Lentoine appréciait de traiter le cas Éliaz. L’homme l’intéressait. Il avait questionné Catherine Michelin à plusieurs reprises et la présence de l’enveloppe dans la boîte aux lettres, jeudi matin, l’avait soulagé. À 18 h 00 précises, l’anonyme prit contact avec lui pour la troisième fois.
« J’ai eu une nouvelle crise et vous n’y êtes pas étranger. »
« Pourquoi êtes-vous agressif ? On agresse toujours parce que l’on a peur. L’angoisse est le catalyseur de l’agressivité. De quoi avez-vous peur ? De vous être trompé sur l’origine de votre eczéma ? »
« Je ne me suis pas trompé, l’expression de ma maladie est réelle. Je ressens des angoisses de mort. Les symptômes physiques sont effrayants, mes bras se paralysent, mon cœur me fait souffrir atrocement, je ne peux plus respirer. Il m’est impossible de sortir de chez moi sans avoir le sentiment que je vais mourir. Et n’imaginez pas que je délire. Ce n’est pas une vue de l’esprit. Mon cœur s’emballe vraiment et, bien souvent, je manque de m’évanouir. Heureusement, je suis entouré. »
« Je connais ces symptômes et je sais qu’ils sont bien réels, mais vous savez sans doute que votre peur, ELLE, est irrationnelle. »
« Vous pensez que c’est une forme de névrose ? »
« Absolument. »
Cet homme a probablement déclenché son agoraphobie à la suite de l’eczéma, se dit Lentoine.

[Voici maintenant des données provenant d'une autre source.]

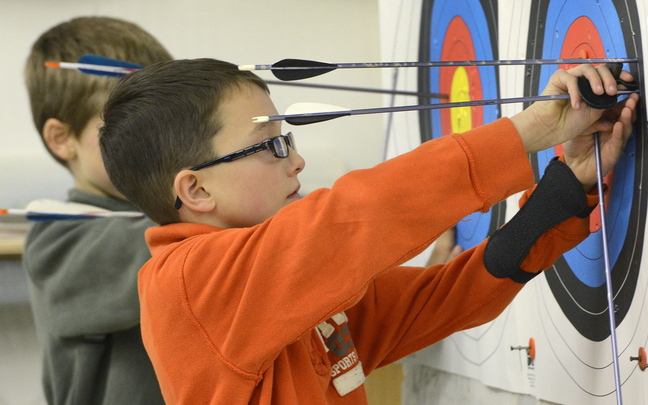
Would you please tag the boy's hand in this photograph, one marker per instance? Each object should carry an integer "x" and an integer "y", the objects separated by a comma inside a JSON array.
[
  {"x": 614, "y": 128},
  {"x": 445, "y": 248},
  {"x": 548, "y": 123}
]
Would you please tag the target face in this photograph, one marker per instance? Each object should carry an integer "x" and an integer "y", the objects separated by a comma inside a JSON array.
[
  {"x": 461, "y": 30},
  {"x": 573, "y": 29}
]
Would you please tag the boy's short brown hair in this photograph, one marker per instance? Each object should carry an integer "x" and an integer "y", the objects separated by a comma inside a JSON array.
[
  {"x": 71, "y": 96},
  {"x": 161, "y": 120}
]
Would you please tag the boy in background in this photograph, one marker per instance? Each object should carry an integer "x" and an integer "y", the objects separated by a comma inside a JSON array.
[
  {"x": 83, "y": 273},
  {"x": 255, "y": 295}
]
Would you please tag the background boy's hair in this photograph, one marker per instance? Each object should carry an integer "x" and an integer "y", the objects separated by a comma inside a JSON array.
[
  {"x": 73, "y": 97},
  {"x": 161, "y": 120}
]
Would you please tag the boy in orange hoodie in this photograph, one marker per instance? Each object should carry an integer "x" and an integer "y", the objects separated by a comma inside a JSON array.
[{"x": 256, "y": 295}]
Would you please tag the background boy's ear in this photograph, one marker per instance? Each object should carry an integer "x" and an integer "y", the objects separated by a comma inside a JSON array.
[
  {"x": 189, "y": 188},
  {"x": 59, "y": 139}
]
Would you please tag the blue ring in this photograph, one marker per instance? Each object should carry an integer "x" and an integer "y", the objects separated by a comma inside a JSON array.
[
  {"x": 586, "y": 260},
  {"x": 473, "y": 229}
]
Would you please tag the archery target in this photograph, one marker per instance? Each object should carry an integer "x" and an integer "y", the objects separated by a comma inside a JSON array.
[
  {"x": 574, "y": 28},
  {"x": 461, "y": 30}
]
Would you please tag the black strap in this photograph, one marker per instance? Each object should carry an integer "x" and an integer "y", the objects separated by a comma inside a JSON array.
[{"x": 558, "y": 197}]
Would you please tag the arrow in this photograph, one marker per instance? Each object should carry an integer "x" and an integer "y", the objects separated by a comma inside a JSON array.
[
  {"x": 54, "y": 210},
  {"x": 608, "y": 270},
  {"x": 297, "y": 69},
  {"x": 310, "y": 113},
  {"x": 103, "y": 66},
  {"x": 98, "y": 65}
]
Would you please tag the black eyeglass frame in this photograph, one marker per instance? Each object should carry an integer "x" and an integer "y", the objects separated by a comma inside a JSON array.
[{"x": 275, "y": 145}]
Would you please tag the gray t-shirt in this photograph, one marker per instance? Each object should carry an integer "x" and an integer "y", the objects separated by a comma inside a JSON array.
[{"x": 83, "y": 287}]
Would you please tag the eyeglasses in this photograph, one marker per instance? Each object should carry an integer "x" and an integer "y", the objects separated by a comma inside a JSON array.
[{"x": 279, "y": 145}]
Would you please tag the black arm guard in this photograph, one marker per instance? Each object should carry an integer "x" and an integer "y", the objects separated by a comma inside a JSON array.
[{"x": 558, "y": 197}]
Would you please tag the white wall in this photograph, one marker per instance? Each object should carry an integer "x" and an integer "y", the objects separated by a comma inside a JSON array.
[{"x": 239, "y": 31}]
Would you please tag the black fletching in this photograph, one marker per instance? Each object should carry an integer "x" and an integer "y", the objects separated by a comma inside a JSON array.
[{"x": 303, "y": 69}]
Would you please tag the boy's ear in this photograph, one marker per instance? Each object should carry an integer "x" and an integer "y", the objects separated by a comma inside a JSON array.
[
  {"x": 188, "y": 186},
  {"x": 59, "y": 139}
]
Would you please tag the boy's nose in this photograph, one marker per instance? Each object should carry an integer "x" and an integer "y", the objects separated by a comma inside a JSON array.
[{"x": 297, "y": 162}]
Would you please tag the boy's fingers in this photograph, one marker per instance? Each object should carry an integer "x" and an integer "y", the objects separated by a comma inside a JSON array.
[{"x": 608, "y": 80}]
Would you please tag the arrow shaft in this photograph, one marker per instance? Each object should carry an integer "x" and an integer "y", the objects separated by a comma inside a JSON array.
[
  {"x": 608, "y": 270},
  {"x": 510, "y": 62},
  {"x": 471, "y": 103},
  {"x": 359, "y": 89}
]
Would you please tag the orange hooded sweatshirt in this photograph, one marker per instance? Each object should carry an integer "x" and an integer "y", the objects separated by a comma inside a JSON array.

Restait à savoir ce qui avait provoqué la crise.
« Aviez-vous ces problèmes de cœur et cette sensation de mourir avant d’avoir votre eczéma ? »
« Pas du tout. C’est arrivé d’un coup, il y a deux ans avec le document dont je vous ai parlé. »
« De quoi s’agit-il ? »
« C’est une prophétie. Son objectif est de me détruire. »
« Vous avez le droit de penser qu’elle veut vous détruire mais qu’est-ce qui vous fait penser qu’elle vous est destinée ? »
« Quelques jours après avoir découvert le document, j’ai perdu une très grosse somme d’argent. Un placement pourtant réputé sûr. Quelques semaines plus tard, ma femme m’a quitté. Ce sont des faits réels. La preuve de sa malfaisance. Il s’attaque à ma vie privée. »
« Vous perdez une forte somme, ainsi que votre femme… Vous ne croyez pas que ces faits suffisent à déclarer un eczéma ? »
Il y eut un peu de temps avant qu’Éliaz ne réponde, comme s’il y réfléchissait pour la première fois.
« Je crois sincèrement que vous vous égarez. Vous tombez dans son piège. La prophétie possède ce pouvoir. Elle vous éloigne d’elle, elle vous mène dans une mauvaise direction. C’est une preuve de plus. »
« Vous n’êtes pas dans la réalité. Vous êtes dans votre délire. Pouvez-vous me dire quel bénéfice vous en tirez ? »
« Je ne tire aucun bénéfice de cette situation. Vous voulez voir mon visage ? »
« À qui pensez-vous lorsque vous dites “il s’attaque à ma vie privée” ? »
« Tout ça va trop vite. J’ai besoin de réfléchir. Je préfère que nous finissions la séance maintenant. »
« La séance est terminée. À la semaine prochaine. »
Il n’y eut pas de réponse. Le docteur imprima leur échange et resta pensif. Éliaz était en plein déni de la réalité. Il raisonnait juste sur des prémisses fausses. Le principe même de la paranoïa. Il nota : « Perte d’argent + rupture amoureuse → Eczéma → Défiguré → Agoraphobie sévère → Délire paranoïaque. »
Cet homme pouvait se révéler dangereux. Lentoine prit ses lunettes à monture jaune, la couleur de la volonté – dont il manquait singulièrement le vendredi – et fixa les montures vertes, soulagé de partir en week-end.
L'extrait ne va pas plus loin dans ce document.